Дело даже не в одной только сюжетной неуместности. Социально-обличительный тон «Игроку» навязать несложно — вот-де роман написан в 1860-е, на взлете русского капитализма, опера задумывалась в 1916 году, когда капитализм русский и европейский на всех порах несся к катастрофическому кризису. Но когда woke-повесткой режиссер пытается прошить личные отношения героев, получаются сапоги всмятку. Вот Полина, падчерица проворовавшегося кутилы Генерала, в которую влюблен его домашний учитель Алексей, главный герой оперы. Самой по себе путаницы искореженных алчностью и несправедливостью отношений постановщику мало, и он вводит еще одну мотивацию. Полина — экоактивистка, а потому, например, когда она науськивает Алексея на барона и баронессу Вурмергельм, тот не ограничивается неуместной по этикету выходкой, а вымазывает барона оранжевой краской. Как те юноши и девушки, что сегодня наказывают за несознательность взрослых музейные полотна.
Неприятность еще и в том, что режиссер, придумав эту линию, как будто почил от всех дел своих. В его распоряжении оказалась Асмик Григорян (она и поет Полину), артистка совершенно уникальной стати; партия Полины, положим, невелика для ее вокальных способностей, но за что же делать ее и в смысле актерских задач бессмысленной тенью? Алексея поет тенор Шон Паниккар, несколько лет назад сенсационно дебютировавший в Зальцбурге в «Бассаридах» Генце, причем поет и здесь с невероятной мощью, объемностью, выносливостью (а это огромная партия, Алексей на сцене на протяжении почти всего действия) — но играть ему толком нечего. Ну, постоять столбом. Ну, картинно обнять колени Полины. Опять забивание гвоздей микроскопом.

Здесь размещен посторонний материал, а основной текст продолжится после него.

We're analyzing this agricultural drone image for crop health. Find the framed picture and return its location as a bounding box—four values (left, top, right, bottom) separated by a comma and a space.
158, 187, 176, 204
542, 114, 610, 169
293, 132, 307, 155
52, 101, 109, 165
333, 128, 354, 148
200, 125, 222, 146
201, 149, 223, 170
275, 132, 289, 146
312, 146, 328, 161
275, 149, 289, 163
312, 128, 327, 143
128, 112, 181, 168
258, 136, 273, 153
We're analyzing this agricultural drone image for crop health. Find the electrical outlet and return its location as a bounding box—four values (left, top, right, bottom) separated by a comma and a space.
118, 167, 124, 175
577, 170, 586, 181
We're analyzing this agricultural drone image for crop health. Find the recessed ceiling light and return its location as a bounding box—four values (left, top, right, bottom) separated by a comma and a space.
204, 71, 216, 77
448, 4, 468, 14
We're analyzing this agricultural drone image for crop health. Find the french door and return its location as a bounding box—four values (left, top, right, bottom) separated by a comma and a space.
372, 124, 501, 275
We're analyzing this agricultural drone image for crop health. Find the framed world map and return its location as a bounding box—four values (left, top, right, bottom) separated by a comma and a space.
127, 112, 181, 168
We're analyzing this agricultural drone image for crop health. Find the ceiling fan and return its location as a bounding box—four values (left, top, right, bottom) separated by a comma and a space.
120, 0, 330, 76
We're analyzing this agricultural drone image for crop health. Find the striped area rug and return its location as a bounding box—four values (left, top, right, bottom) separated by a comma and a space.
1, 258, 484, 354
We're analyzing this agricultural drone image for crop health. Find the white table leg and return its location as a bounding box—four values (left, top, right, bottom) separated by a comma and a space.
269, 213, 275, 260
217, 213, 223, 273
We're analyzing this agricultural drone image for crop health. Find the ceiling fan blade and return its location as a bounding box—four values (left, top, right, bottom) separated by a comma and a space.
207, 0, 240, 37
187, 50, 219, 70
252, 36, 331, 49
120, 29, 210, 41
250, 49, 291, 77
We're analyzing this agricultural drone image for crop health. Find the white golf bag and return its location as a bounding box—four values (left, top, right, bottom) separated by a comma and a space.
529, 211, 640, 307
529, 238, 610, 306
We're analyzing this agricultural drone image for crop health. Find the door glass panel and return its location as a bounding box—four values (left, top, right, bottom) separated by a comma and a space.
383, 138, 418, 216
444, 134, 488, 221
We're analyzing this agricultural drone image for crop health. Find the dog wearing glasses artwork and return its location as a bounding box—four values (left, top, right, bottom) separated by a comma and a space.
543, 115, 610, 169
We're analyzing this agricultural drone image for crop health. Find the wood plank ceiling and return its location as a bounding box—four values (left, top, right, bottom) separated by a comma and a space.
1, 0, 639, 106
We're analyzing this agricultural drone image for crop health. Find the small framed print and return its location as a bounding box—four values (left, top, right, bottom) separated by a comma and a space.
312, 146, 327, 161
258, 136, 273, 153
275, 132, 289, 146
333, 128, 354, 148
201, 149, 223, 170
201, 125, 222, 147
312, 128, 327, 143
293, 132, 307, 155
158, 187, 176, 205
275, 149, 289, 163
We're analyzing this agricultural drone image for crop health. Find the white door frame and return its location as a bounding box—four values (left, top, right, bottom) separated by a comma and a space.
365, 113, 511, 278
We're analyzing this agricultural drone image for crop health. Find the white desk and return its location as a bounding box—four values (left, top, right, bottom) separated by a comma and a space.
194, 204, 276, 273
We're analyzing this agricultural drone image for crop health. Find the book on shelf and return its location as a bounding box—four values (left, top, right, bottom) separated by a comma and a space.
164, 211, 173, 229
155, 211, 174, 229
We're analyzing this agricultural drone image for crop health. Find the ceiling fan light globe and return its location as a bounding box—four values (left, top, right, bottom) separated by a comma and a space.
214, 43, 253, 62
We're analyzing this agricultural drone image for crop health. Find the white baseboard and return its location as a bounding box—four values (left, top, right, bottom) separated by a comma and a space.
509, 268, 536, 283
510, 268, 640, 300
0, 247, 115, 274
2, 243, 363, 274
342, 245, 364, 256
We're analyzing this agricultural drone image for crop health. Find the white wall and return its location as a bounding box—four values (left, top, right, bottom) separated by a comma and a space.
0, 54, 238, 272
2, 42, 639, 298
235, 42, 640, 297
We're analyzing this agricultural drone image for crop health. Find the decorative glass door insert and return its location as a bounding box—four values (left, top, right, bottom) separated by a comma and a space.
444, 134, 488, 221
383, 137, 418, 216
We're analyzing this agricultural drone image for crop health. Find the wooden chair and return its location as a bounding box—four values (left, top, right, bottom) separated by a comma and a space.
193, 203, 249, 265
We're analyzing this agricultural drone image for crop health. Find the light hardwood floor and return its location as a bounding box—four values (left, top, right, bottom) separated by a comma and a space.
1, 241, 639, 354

Остальное в том же духе: состав, вообще говоря, на зависть, спето все чутко, аккуратно и предельно осмысленно (хотя, в отличие от «Идиота», владеющие русским языком солисты здесь в меньшинстве), но спектакль складывается из рук вон дурно. Генерал (китайский бас Пэйсинь Чэнь) — плоский юмористичный пройдоха, Бланш (украинская меццо Николь Чирка) — обобщенная соблазнительница, разве что Бабуленька, лихая «комическая старуха» в исполнении Виолетты Урманы, предсказуемо становится роскошной бенефисной ролью. Но в целом на порядком неудачно освещенной сцене вялые брожения, пререкания и интриги героев просто теряются.
Вот что на этой сцене не потеряешь — так это придуманные неизменным сценографом Селларса Георгием Цыпиным гигантские «рулетки». Выглядят они как исполинские волчки вроде того, что с застойных времен крутится на игровом столе передачи «Что? Где? Когда?», но при этом переливаются яркими огнями, а периодически с жужжанием поднимаются и опускаются, и это уже напоминает детсадовски решенное нашествие летающих тарелок. Забыть это невозможно. Оперный театр, оно конечно, полон чудес, но настолько мучительное ощущение неловкости эти чудеса пробуждают не так уж часто.
С другой стороны, может быть, вот в этой наивной детскости и прорвалось что-то настоящее. «Игрок» Прокофьева — не набат и не памфлет, это молодая, импульсивная, ослепительная музыка, полная живых, не вымученных страстей. Ее кульминация — это неистовая предфинальная сцена в казино, где после череды камерно-малолюдных эпизодов партитура вдруг взрывается огромным, жарким, виртуозно сделанным номером с двумя десятками солистов и хором. Осмотрительная дирижерская работа Тимура Зангиева этому накалу оказалась гораздо более верна, чем громогласная режиссерская нравоучительность.